Heteronuclear rare-gas dimer bonding: Understanding the nature of the Rydberg states that dissociate to the highest energy level of the Xe*(5d) manifold

Abstract

(1+1 ′ ) resonance enhanced multiphoton ionization (REMPI) spectra of jet-cooled KrXe and ArXe in the vicinity of the high energy Xe*5d[3/2]10←Xe(1S0) atomic line at 83889.99 cm−1 were obtained by exciting the neutral dimers with tunable coherent vacuum ultraviolet (VUV) radiation generated by four-wave sum mixing in mercury vapor, and then detecting the resultant ions in a time-of-flight (TOF) mass spectrometer. Precise excited state constants were derived from analyses of the resultant vibrational fine structure, while equilibrium bond lengths were estimated from Franck–Condon factor intensity simulations.
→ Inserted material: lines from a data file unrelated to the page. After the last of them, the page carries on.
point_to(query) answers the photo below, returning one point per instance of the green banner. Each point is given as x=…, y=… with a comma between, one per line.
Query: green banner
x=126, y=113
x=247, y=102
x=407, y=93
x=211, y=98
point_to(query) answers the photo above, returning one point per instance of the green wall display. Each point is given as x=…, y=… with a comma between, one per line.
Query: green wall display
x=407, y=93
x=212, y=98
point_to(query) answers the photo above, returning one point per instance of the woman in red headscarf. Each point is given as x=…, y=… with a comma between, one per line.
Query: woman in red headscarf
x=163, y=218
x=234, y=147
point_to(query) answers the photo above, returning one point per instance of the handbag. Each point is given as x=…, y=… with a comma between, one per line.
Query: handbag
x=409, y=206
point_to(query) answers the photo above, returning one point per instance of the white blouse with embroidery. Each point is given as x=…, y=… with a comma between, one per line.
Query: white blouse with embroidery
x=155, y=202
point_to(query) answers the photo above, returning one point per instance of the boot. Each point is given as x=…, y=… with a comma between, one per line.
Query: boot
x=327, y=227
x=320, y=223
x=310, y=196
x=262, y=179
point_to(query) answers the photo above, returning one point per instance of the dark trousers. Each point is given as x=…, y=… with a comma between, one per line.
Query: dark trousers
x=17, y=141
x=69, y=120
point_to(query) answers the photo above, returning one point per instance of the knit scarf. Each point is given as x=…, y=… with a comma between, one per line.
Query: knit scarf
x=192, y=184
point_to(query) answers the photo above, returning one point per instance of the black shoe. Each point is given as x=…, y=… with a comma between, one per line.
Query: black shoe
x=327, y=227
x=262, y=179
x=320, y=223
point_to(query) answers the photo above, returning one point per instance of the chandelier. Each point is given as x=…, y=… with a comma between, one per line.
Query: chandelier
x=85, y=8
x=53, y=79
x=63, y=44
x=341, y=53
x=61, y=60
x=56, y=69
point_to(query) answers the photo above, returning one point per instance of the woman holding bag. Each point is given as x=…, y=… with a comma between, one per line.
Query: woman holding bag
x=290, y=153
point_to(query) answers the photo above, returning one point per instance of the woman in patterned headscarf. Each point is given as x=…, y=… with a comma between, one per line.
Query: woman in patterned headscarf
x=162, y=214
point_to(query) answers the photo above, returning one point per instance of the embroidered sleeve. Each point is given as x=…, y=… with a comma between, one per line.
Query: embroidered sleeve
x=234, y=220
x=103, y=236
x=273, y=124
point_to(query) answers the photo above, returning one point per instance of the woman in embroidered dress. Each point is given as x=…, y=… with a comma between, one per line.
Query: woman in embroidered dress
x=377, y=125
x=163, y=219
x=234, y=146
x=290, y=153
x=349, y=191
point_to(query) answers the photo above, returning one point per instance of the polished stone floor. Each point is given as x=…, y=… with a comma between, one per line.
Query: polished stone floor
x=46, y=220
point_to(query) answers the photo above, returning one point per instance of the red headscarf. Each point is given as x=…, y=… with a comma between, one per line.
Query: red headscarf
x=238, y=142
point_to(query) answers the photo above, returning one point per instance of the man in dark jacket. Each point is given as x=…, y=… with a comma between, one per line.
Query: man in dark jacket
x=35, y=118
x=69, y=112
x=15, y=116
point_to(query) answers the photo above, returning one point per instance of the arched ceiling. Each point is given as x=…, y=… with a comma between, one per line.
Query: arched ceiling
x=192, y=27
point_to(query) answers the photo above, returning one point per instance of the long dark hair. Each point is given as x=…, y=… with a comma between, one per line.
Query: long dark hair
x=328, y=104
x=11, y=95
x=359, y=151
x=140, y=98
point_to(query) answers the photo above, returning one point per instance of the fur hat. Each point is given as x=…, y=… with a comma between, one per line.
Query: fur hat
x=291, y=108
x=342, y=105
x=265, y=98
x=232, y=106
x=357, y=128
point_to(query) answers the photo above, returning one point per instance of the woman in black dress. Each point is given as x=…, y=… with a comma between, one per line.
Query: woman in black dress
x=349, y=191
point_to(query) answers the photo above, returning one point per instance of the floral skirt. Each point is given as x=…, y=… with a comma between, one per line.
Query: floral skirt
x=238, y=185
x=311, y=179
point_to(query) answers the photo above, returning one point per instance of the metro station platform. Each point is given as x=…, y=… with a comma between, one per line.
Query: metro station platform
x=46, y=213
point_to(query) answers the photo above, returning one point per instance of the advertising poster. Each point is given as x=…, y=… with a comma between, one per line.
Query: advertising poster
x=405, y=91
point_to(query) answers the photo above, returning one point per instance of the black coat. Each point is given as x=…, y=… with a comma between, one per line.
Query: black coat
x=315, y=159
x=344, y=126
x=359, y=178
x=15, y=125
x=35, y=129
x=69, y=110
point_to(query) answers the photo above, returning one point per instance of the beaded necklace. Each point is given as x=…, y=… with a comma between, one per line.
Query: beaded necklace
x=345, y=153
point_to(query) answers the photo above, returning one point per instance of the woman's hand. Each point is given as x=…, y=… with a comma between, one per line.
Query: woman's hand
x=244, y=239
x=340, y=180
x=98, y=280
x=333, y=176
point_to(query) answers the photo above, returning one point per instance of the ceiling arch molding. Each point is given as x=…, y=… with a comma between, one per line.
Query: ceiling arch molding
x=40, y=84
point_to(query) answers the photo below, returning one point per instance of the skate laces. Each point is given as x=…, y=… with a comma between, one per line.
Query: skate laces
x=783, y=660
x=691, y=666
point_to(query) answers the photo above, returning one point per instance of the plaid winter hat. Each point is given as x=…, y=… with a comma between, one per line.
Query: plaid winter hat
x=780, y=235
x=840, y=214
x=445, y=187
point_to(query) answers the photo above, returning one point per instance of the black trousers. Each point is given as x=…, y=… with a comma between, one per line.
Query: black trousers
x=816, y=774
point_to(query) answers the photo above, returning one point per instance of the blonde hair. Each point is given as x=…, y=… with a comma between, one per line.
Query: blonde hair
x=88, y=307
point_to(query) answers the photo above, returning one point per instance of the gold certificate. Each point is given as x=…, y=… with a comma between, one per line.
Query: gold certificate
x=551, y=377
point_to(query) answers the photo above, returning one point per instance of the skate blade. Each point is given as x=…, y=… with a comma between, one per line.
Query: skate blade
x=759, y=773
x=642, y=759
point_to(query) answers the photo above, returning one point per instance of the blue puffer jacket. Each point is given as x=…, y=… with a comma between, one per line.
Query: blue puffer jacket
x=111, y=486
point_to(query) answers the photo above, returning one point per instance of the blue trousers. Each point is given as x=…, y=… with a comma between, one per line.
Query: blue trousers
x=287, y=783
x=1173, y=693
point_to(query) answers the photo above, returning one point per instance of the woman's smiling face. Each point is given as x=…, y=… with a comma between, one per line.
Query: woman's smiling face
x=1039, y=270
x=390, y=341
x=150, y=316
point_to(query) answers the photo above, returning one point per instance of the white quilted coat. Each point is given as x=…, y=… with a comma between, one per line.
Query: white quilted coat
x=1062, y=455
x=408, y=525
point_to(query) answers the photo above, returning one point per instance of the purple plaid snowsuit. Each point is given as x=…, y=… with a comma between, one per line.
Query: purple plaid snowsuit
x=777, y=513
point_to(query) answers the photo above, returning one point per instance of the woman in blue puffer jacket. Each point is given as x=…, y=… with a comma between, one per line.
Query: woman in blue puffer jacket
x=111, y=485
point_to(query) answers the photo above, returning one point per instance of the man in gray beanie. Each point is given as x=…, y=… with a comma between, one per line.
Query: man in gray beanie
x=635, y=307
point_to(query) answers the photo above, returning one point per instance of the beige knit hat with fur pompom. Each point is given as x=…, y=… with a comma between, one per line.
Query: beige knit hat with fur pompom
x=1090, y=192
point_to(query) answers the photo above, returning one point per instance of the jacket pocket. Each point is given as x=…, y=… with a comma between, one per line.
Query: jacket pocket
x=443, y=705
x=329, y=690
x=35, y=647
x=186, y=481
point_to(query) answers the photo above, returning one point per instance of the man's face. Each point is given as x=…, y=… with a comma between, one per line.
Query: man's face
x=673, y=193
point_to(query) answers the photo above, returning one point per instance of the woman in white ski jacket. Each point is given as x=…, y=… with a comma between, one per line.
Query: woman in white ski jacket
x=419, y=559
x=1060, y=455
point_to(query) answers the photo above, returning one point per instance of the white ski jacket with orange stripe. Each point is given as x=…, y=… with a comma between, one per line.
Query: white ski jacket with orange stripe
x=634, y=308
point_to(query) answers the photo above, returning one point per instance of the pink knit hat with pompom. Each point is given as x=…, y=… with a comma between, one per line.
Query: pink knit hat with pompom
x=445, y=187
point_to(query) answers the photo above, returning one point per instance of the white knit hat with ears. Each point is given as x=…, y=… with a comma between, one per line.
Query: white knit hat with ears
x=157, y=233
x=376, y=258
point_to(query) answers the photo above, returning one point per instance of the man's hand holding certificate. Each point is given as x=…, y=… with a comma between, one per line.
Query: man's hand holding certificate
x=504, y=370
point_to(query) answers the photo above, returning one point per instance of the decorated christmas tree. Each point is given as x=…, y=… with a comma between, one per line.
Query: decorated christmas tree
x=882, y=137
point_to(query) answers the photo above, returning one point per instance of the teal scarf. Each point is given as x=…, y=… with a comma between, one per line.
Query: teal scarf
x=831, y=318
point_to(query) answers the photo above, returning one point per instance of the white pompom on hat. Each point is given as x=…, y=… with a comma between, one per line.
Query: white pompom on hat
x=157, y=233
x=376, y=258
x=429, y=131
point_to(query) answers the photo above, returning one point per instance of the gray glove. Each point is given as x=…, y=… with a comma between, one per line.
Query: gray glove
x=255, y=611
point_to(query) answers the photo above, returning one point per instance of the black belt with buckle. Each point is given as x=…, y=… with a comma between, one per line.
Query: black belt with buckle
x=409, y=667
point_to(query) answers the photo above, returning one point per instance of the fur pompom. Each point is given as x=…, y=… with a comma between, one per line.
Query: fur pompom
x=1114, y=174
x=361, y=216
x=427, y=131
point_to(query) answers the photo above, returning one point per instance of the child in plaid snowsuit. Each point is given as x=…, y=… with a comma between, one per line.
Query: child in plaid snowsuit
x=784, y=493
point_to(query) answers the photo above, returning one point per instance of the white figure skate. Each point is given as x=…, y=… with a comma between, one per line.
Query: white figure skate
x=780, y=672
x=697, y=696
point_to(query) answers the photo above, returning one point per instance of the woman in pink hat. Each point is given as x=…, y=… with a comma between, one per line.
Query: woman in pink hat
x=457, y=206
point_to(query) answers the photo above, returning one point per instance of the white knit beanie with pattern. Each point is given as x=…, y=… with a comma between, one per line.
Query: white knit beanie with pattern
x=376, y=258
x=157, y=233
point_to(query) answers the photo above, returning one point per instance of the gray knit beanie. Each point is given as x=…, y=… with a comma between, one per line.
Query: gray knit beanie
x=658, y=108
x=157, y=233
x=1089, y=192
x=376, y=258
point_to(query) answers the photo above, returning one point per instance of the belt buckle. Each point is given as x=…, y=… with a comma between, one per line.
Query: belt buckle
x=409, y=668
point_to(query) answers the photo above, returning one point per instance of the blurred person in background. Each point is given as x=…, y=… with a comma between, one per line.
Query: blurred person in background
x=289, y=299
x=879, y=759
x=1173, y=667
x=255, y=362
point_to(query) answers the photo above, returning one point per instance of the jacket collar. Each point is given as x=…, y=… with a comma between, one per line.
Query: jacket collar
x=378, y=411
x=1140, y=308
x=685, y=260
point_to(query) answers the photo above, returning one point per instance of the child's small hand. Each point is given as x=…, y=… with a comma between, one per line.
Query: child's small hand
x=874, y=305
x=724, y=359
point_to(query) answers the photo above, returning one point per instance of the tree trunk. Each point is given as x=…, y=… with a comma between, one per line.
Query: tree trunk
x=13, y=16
Excited state symmetries were deduced from separate ultraviolet (UV) (2+1) REMPI spectra recorded with linearly and circularly polarized light. The results of this work confirm a recent model proposed by Lipson and Field, where the RgXe*(5d) states are predicted to be strongly destabilized relative to RgXe*(6p) due to strong 5d-6p Xe* l-mixing induced by the ground state Rg atom partner making up the dimer. Orbital mixing is also responsible for the observation of appreciably strong RgXe*(5d) spectra in both one- and two-photon excitation.